Figure S7. LLPS of NS-ML SHP2 mutants recruit and activate SHP2^WT to promote ERK1/2 activation. Related to Figure. 7. (A) HEK293T SHP2 knock out cells were transiently transfected with the indicated amount of SHP2^WT and SHP2^Y297C plasmids. The immunoblots (left) and the densitometry analysis (right) of pERK levels. (means ± SEM, N = 4 experiments) (B) Immunoblot of the indicated proteins in tet-inducible SHP2^Y279C-mEGFP KYSE520 cells treated with various concentrations of doxycycline (100, 50, 10, 5, 2.5, 1, 0.5, 0.25 ng/mL). (C) Droplet turbidity of SHP2^WT, SHP2^R498L, SHP2^WT/SHP2^R498L condensates. (means ± SEM, N = 3 experiments). (D, E) The distribution of SHP2^WT and SHP2^R498L in solution and condensed pellets of R498L/WT mixed condensates(D).
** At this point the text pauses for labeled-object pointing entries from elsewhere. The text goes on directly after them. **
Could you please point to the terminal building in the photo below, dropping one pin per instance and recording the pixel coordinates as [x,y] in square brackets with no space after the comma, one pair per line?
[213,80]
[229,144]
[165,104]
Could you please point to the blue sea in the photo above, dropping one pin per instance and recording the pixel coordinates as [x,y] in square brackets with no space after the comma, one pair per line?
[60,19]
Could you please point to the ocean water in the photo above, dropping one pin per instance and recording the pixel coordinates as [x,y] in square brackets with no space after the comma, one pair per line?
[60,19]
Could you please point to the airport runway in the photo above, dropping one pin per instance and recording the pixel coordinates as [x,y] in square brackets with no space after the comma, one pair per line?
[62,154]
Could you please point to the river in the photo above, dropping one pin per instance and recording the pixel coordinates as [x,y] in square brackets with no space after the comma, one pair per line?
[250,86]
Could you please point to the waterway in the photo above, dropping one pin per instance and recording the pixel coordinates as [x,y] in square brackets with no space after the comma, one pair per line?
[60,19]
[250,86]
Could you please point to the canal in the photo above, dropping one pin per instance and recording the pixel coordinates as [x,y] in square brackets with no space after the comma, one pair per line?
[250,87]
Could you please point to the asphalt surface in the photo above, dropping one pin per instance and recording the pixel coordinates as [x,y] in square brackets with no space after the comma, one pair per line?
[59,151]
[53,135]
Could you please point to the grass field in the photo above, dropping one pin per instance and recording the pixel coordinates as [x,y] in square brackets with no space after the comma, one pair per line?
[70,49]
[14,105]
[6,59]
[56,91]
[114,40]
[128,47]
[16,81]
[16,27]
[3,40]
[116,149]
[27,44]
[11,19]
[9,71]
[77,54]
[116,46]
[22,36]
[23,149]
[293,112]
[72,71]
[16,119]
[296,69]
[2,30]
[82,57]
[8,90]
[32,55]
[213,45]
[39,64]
Quantification is performed by analyzing the SDS-PAGE result of in vitro centrifugation based phase separation assay for SHP2^WT-mEGFP and NS-ML mutant SHP2 mixtures (E). (F) Quantification results of FRAP data for SHP2^WT-mEGFP distributed in SHP2^R498L-mScarlet droplets. (means ± SEM, N = 3 experiments). (G) Living images of KYSE520 cells co-expressed with SHP2^WT-mEGFP and SHP2^Y279C-mScarlet. SHP2^WT-mEGFP formed puncta co-localized with SHP2^Y279C-mScarlet puncta. Scale bar, 10 μm.

8

Movie S1. Related to Figure.2.

Fusion of two SHP2^R498L-mEGFP puncta in KYSE520 cells. Scale bar, 10μm.

9

Movie S2. Related to Figure.2.

Fusion of two SHP2^E76A-mEGFP puncta in KYSE520 cells. Scale bar, 10μm.

10

Movie S3. Related to Figure.2.

Time-lapse imaging video of FRAP experiments with SHP2^R498L-mEGFP puncta in KYSE520 cells. Scale bar, 10μm.

11

Movie S4. Related to Figure.2.

Time-lapse imaging video of FRAP experiments with SHP2^Y279C-mEGFP puncta in KYSE520 cells. Scale bar, 10μm.

12

Movie S5. Related to Figure.2.

Time-lapse imaging video of FRAP experiments with SHP2^E76K-mEGFP puncta in KYSE520 cells. Scale bar, 10μm.

13

Movie S6. Related to Figure.4.

Time-lapse imaging video of SHP2^R498L-mEGFP puncta in KYSE520 cells treated with ET070. Scale bar, 10μm.

14

Movie S7. Related to Figure.4.

Time-lapse imaging video of SHP2^WT-mEGFP KYSE520 cells stimulated with FGF. Scale bar, 10μm.

Highlights.

• Disease-associated mutations endow SHP2 liquid-liquid phase separation capability.

• SHP2 LLPS is driven by electrostatic interactions mediated by PTP domain.

• SHP2 allosteric inhibitors block SHP2 LLPS by locking SHP2 in closed conformation.

• Mutant SHP2 can recruit and activate WT SHP2 in LLPS to promote MAPK activation.